Peter Sharne

Personal information
- Full name: Peter Sharne
- Date of birth: 22 March 1956 (age 70)
- Place of birth: Sydney, Australia
- Position: Winger

Youth career
- Marconi
- Liverpool City
- Southern Districts

Senior career*
- Years: Team / Apps / (Gls)
- 1977–1982: Marconi / 142 / (56)
- 1981-1982: → Eastern AA (loan) / 26 / (13)
- 1982-1983: Eastern AA / 19 / (5)
- 1983: APIA Leichhardt / 11 / (1)
- 1984–1988: Marconi / 35 / (5)

International career^{‡}
- 1977–1981: Australia / 23 / (8)

= Peter Sharne =

Australian soccer player

Peter Sharne (born 22 March 1956 in Sydney) is an Australian former footballer who played as a winger. Sharne attended Patrician Brothers' College, Fairfield.

He spent his entire career with NSL club Marconi. He started in 1977 until 1988. He made a total of 186 national league appearances. He also played on loan in Hong Kong for Eastern AA in the early 1980s for about two seasons. He was a star in the Hong Kong league where he was selected to be on the League Best XI.
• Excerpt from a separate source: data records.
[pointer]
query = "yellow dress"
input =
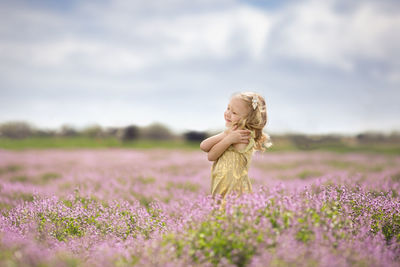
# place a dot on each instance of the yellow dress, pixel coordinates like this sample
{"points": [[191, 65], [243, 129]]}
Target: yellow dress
{"points": [[229, 173]]}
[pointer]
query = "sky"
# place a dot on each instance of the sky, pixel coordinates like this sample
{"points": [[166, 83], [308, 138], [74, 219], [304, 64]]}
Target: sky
{"points": [[328, 66]]}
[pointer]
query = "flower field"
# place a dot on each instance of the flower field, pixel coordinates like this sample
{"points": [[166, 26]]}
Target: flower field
{"points": [[120, 207]]}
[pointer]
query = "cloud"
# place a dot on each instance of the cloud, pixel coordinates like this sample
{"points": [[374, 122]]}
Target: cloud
{"points": [[319, 32], [191, 55]]}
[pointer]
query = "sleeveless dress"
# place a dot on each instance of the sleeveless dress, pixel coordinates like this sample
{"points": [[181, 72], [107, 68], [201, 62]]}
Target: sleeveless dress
{"points": [[229, 173]]}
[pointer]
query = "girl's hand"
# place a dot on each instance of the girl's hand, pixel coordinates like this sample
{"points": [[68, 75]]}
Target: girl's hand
{"points": [[237, 136]]}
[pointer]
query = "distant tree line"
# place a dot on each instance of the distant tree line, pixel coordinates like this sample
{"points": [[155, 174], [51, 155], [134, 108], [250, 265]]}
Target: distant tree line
{"points": [[155, 131], [158, 131]]}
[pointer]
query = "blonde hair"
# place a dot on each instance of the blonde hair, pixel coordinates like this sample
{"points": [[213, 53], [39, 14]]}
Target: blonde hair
{"points": [[256, 119]]}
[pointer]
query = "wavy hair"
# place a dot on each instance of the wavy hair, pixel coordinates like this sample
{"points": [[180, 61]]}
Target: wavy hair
{"points": [[256, 119]]}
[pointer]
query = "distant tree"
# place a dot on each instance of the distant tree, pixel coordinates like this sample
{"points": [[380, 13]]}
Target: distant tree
{"points": [[92, 131], [195, 136], [67, 130], [111, 131], [16, 129], [44, 133], [130, 132], [156, 131]]}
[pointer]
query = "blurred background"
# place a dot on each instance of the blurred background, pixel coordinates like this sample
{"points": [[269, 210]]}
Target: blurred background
{"points": [[110, 73]]}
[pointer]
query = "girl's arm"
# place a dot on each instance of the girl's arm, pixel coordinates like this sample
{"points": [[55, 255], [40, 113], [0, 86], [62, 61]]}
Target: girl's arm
{"points": [[217, 150], [207, 144], [232, 137]]}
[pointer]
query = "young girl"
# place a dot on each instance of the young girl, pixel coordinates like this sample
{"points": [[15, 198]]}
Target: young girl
{"points": [[231, 150]]}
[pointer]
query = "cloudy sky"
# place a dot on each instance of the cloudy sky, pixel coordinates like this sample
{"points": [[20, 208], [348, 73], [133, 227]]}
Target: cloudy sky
{"points": [[329, 66]]}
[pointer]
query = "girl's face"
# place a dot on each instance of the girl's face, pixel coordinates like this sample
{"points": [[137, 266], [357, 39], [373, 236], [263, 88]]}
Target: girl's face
{"points": [[236, 110]]}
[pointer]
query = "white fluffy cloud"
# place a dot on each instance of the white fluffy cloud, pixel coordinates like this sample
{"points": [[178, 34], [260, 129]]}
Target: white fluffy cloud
{"points": [[118, 49]]}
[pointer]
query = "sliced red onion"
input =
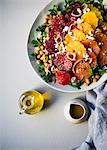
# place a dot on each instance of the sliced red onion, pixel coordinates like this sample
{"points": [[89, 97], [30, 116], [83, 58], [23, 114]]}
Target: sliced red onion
{"points": [[77, 15], [69, 54], [90, 60], [73, 68]]}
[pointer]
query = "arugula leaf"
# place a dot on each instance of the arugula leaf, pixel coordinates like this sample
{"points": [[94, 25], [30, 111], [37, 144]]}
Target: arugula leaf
{"points": [[91, 72], [105, 17], [41, 28], [37, 42], [55, 10], [32, 56], [101, 1], [101, 72], [84, 1], [76, 85], [48, 77]]}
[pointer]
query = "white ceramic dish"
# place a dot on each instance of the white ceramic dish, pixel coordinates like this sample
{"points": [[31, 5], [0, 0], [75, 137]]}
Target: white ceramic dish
{"points": [[39, 20]]}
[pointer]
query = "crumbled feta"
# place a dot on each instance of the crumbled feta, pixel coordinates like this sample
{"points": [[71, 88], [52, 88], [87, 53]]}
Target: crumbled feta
{"points": [[78, 10], [65, 28], [73, 79], [100, 43], [79, 20], [89, 37], [84, 11], [39, 35], [70, 33], [86, 56], [88, 9], [52, 68], [90, 49], [47, 70]]}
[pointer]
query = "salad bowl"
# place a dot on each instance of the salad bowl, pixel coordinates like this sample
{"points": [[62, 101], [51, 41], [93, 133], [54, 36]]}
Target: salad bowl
{"points": [[33, 57]]}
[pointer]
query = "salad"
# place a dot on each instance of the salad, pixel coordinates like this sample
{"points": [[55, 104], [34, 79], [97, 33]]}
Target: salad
{"points": [[70, 47]]}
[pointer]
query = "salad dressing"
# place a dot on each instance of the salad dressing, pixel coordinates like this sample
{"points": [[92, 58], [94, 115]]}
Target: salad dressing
{"points": [[76, 111]]}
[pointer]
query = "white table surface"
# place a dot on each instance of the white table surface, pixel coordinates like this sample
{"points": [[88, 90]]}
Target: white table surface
{"points": [[47, 130]]}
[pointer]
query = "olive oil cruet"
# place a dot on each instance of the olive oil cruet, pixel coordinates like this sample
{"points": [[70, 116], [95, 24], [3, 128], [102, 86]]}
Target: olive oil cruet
{"points": [[31, 102]]}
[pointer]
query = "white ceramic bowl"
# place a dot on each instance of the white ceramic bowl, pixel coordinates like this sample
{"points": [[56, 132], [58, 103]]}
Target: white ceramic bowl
{"points": [[39, 20]]}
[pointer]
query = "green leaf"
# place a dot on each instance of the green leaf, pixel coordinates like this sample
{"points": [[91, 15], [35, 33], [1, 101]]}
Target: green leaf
{"points": [[41, 28], [55, 10], [101, 72], [37, 42], [76, 85], [48, 77], [83, 1], [105, 17], [91, 72], [101, 1]]}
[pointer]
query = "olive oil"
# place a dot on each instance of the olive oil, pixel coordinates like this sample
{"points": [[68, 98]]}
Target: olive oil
{"points": [[31, 102]]}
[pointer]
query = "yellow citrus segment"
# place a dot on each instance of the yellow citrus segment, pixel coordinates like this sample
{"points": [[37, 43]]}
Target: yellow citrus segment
{"points": [[76, 47], [91, 18], [78, 34], [86, 27], [96, 11], [68, 38]]}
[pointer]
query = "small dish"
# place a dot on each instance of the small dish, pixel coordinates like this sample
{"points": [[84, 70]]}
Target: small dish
{"points": [[76, 111]]}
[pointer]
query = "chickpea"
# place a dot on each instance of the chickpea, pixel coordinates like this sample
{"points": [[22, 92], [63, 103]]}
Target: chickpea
{"points": [[49, 21], [87, 81], [38, 62], [37, 48], [47, 38], [50, 61], [65, 42], [41, 47], [85, 84], [45, 64], [94, 80], [41, 53], [46, 18], [44, 60], [97, 77], [47, 29], [59, 13], [38, 56]]}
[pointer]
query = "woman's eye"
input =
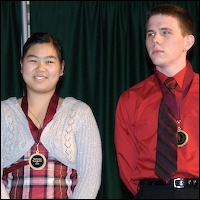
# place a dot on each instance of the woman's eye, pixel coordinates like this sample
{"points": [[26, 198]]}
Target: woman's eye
{"points": [[150, 34], [32, 61]]}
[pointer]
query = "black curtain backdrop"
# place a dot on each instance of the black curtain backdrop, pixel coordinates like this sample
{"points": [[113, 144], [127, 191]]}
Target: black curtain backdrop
{"points": [[105, 54]]}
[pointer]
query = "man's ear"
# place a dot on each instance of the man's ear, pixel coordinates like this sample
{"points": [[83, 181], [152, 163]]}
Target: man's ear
{"points": [[189, 42]]}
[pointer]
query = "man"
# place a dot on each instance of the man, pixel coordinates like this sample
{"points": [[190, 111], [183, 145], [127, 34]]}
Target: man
{"points": [[138, 125]]}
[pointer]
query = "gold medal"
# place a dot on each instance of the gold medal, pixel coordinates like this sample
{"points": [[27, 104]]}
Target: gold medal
{"points": [[182, 135], [37, 161], [182, 138]]}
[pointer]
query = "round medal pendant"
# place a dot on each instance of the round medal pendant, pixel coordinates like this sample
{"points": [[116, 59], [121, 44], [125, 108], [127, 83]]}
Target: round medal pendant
{"points": [[37, 161], [182, 138]]}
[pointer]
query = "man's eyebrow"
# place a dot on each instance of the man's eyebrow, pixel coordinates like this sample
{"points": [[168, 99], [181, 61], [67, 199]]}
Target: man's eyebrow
{"points": [[31, 55]]}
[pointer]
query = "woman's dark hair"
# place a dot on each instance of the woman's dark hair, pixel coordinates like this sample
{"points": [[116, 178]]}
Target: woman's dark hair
{"points": [[40, 38]]}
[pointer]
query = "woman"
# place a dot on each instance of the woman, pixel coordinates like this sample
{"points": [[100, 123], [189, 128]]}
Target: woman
{"points": [[51, 147]]}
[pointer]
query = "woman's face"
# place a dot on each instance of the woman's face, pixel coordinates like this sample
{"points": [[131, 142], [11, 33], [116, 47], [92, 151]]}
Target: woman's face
{"points": [[41, 68]]}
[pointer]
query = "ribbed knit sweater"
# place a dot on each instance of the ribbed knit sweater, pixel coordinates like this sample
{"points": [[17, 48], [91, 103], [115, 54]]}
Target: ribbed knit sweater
{"points": [[72, 137]]}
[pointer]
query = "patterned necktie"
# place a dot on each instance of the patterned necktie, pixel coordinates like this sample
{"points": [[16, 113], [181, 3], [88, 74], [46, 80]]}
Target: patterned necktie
{"points": [[166, 152]]}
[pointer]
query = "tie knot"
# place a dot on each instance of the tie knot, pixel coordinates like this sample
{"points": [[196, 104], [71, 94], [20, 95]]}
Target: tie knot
{"points": [[170, 83]]}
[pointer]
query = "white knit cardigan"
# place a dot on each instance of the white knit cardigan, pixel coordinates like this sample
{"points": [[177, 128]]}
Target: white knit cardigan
{"points": [[72, 137]]}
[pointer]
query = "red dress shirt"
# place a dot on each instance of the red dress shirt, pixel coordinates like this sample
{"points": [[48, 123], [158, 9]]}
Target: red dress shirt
{"points": [[136, 127]]}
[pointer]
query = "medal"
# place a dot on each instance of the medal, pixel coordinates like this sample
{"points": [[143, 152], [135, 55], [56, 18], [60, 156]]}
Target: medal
{"points": [[182, 136], [37, 161]]}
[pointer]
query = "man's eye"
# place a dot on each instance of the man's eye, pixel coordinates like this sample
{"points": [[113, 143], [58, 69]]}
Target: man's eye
{"points": [[150, 34], [49, 61]]}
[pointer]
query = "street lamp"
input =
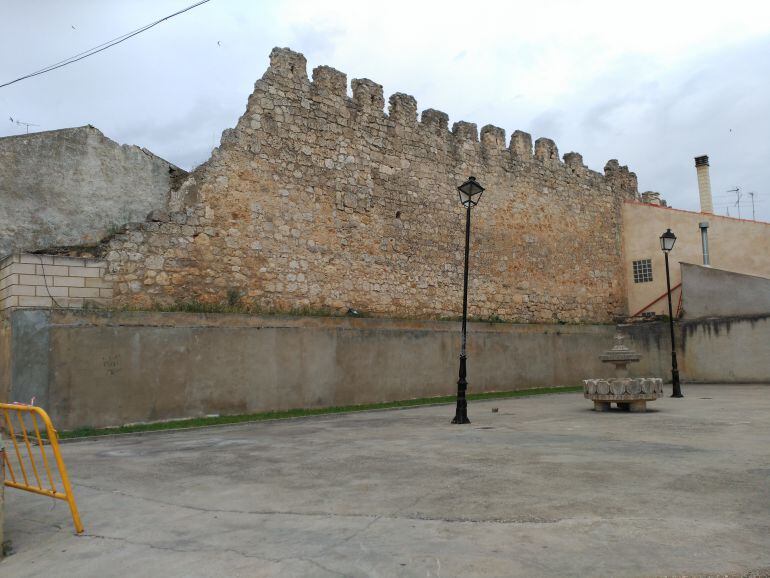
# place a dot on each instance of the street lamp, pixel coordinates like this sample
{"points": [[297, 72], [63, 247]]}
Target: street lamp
{"points": [[667, 241], [470, 193]]}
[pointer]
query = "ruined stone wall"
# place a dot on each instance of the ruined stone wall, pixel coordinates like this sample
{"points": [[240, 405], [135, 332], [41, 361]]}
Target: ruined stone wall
{"points": [[319, 200]]}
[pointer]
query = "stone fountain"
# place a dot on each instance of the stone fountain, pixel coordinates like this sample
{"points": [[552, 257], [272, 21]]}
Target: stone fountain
{"points": [[629, 393]]}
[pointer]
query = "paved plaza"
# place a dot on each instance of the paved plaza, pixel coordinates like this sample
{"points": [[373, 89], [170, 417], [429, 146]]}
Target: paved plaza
{"points": [[543, 487]]}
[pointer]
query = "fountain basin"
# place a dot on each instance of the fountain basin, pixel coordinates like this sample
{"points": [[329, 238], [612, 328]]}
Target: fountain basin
{"points": [[629, 393]]}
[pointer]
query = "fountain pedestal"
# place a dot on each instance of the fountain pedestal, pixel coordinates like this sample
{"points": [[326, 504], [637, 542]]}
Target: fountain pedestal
{"points": [[629, 393]]}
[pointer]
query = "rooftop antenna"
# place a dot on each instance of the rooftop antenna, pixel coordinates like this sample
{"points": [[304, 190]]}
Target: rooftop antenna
{"points": [[20, 123], [737, 191]]}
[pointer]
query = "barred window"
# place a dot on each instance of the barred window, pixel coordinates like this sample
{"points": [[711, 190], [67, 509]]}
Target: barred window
{"points": [[643, 271]]}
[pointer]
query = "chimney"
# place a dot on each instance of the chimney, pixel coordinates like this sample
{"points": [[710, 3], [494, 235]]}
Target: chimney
{"points": [[704, 184]]}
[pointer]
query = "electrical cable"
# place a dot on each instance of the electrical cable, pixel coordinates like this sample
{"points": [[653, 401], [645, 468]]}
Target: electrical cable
{"points": [[101, 47]]}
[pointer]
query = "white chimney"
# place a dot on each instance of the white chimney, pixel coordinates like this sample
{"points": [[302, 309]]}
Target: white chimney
{"points": [[704, 184]]}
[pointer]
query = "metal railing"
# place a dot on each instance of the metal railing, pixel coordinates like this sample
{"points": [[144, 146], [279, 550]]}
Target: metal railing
{"points": [[24, 472]]}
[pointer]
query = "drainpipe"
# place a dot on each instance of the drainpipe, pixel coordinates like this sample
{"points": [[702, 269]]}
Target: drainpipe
{"points": [[704, 238]]}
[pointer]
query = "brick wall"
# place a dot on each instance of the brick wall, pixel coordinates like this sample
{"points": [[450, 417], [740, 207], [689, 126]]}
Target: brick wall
{"points": [[321, 200], [31, 280]]}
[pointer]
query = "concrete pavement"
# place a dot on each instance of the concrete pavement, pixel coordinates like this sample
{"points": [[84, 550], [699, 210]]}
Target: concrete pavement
{"points": [[543, 487]]}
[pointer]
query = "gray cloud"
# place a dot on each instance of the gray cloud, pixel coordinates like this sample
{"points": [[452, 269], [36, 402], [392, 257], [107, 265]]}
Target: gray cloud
{"points": [[652, 101]]}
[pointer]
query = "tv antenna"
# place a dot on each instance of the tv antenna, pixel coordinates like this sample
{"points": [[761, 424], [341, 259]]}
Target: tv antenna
{"points": [[22, 123], [738, 195]]}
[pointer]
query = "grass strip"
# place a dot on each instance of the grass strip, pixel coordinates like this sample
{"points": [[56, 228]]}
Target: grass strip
{"points": [[198, 422]]}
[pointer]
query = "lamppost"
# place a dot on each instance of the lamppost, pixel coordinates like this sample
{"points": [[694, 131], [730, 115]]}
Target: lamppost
{"points": [[667, 241], [470, 193]]}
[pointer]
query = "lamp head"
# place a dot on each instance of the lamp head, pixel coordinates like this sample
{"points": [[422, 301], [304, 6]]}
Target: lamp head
{"points": [[470, 192], [667, 240]]}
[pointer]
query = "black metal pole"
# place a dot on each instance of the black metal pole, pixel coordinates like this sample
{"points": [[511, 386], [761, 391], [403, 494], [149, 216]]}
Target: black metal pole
{"points": [[461, 412], [674, 369]]}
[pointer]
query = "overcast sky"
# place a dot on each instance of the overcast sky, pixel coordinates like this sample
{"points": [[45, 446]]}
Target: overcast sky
{"points": [[653, 84]]}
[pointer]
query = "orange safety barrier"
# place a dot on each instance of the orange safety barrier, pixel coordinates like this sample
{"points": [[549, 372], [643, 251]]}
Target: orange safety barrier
{"points": [[25, 474]]}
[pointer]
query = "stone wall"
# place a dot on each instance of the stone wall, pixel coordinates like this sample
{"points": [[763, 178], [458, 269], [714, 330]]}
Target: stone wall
{"points": [[319, 200], [30, 280], [73, 186]]}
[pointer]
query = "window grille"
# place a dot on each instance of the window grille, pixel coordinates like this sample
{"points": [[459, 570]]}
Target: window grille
{"points": [[643, 271]]}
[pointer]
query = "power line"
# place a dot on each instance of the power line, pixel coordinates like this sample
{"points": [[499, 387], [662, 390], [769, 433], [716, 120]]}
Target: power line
{"points": [[101, 47]]}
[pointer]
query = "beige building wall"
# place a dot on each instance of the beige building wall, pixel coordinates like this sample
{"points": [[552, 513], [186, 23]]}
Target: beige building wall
{"points": [[736, 245]]}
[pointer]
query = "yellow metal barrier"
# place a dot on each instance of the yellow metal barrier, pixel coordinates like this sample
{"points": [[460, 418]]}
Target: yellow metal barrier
{"points": [[26, 473]]}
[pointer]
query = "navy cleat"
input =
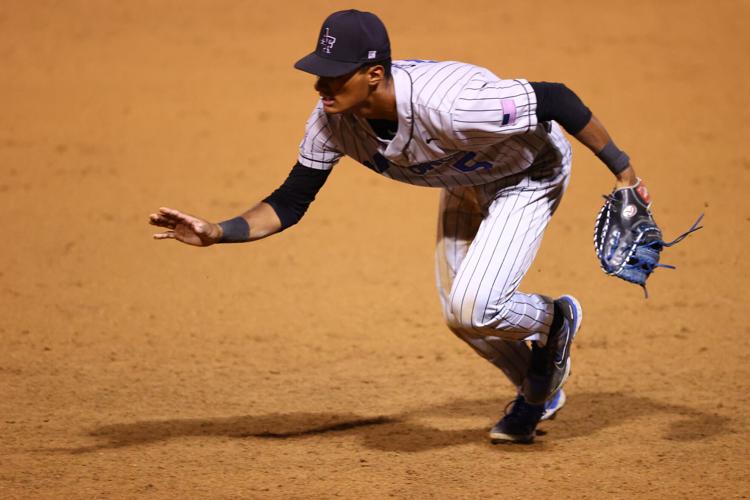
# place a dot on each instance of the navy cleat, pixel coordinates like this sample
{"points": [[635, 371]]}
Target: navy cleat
{"points": [[550, 365], [519, 424], [553, 405]]}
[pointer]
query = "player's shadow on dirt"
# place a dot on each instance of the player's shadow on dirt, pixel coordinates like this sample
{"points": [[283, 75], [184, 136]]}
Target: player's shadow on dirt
{"points": [[585, 414]]}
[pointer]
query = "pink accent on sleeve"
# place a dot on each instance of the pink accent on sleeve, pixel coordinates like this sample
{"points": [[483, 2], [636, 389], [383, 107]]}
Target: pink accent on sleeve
{"points": [[509, 110]]}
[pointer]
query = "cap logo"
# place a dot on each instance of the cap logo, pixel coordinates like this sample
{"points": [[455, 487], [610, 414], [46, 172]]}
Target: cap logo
{"points": [[327, 42]]}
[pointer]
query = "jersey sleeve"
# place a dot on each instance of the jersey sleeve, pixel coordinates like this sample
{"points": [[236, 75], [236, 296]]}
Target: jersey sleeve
{"points": [[317, 149], [487, 111]]}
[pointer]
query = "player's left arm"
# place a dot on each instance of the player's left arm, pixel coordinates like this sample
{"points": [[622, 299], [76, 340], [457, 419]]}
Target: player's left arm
{"points": [[557, 102]]}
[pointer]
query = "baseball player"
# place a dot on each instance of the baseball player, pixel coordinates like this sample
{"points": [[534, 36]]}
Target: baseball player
{"points": [[495, 149]]}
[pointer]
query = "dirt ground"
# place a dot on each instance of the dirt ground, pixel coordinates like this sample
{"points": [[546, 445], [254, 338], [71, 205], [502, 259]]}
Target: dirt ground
{"points": [[315, 364]]}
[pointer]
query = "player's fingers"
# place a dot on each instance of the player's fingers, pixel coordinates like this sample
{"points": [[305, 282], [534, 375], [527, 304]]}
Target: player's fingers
{"points": [[172, 214], [165, 235], [158, 220]]}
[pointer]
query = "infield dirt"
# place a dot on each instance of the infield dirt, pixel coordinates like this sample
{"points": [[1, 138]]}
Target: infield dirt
{"points": [[315, 364]]}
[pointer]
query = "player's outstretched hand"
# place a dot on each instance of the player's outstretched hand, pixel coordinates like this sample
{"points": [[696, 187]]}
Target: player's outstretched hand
{"points": [[185, 228]]}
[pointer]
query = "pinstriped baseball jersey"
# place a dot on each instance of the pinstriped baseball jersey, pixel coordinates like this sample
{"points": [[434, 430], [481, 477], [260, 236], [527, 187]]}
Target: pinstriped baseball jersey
{"points": [[458, 125]]}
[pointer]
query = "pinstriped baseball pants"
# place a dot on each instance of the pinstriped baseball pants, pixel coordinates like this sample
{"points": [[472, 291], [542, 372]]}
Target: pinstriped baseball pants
{"points": [[487, 238]]}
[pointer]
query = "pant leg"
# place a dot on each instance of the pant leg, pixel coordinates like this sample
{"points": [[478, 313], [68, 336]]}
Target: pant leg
{"points": [[459, 219], [488, 237]]}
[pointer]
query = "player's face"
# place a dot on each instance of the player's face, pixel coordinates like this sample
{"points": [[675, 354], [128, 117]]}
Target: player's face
{"points": [[345, 93]]}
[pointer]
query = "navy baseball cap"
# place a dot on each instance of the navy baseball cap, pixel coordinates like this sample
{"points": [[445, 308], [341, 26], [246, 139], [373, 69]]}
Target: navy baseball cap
{"points": [[348, 39]]}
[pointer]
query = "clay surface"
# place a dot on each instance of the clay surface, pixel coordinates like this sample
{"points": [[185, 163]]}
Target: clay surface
{"points": [[315, 364]]}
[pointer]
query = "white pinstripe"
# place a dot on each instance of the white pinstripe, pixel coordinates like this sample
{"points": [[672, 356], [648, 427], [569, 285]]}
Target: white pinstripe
{"points": [[487, 238]]}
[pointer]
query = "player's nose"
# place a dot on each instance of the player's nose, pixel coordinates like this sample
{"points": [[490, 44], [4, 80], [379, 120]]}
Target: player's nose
{"points": [[322, 86]]}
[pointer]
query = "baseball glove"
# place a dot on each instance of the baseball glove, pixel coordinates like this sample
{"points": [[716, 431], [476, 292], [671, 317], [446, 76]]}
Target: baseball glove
{"points": [[626, 238]]}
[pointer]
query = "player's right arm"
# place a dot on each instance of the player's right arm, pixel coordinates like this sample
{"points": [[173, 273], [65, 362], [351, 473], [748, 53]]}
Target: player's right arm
{"points": [[282, 209]]}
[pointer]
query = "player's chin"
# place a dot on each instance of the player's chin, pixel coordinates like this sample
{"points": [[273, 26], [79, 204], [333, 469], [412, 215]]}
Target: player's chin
{"points": [[332, 108]]}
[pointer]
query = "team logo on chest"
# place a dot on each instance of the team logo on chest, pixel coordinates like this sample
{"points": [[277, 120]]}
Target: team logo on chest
{"points": [[327, 41]]}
He was a member of Australian national team during the 1978 World Cup qualifying campaign. He made his debut as a substitute against Iran in August 1977 in Melbourne. He also played in the 1982 World Cup campaign. He earned 40 caps for Australia with 23 of them A internationals. He scored 10 goals (eight A-international goals). He won the Award of Distinction from Australian Football Hall of Fame.